前两天自从看到一张图后:
就一直想读一下相关论文,这两天终于有时间把论文看了一下,就是这篇Wide & Deep Learning for Recommender Systems
首先简介,主要说了什么是Wide和Deep:
Wide就是:wide是指高维特征+特征组合的LR, 原文Generalized linear models with nonlinear feature transformations are widely used for large-scale regression and classification problems with sparse inputs. Memorization of feature interactions through a wide set of cross-product feature transformations are effective and interpretable, while generalization requires more feature engineering effort.

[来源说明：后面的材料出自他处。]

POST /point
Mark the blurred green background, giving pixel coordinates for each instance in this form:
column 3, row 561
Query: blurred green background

Deep就是:深度神经网络,原文:With less feature engineering, deep neural networks can generalize better to unseen feature combinations through low-dimensional dense embeddings learned for the sparse features. However, deep neural networks with embeddings can over-generalize and recommend less relevant items when the user-item interactions are sparse and high-rank.
然后就是本文介绍如何整合Wide和Deep
主要内容:
两个有意思的概念Memorization和Generalization:
Memorization can be loosely defined as learning the frequent co-occurrence of items or features and exploiting the correlation available in the historical data.
Generalization, on the other hand, is based on transitivity of correlation and explores new feature combinations that have never or rarely occurred in the past.
回顾LR和深度学习的方法。
介绍他们的实践,一些细节
目标App Acquisitions
对比join training和ensemble。ensemble是disjoint的。join training可以一起优化整个模型。
训练时候LR部分是FTRL+L1正则,深度学习用的AdaGrad?
训练数据有500 个billion。这是怎么算的,这么NB?
连续值先用累计分布函数CDF归一化到[0,1],再划档离散化。这个倒是不错的trick。
文章不长写的挺有意思的,大家可以下来细读一下。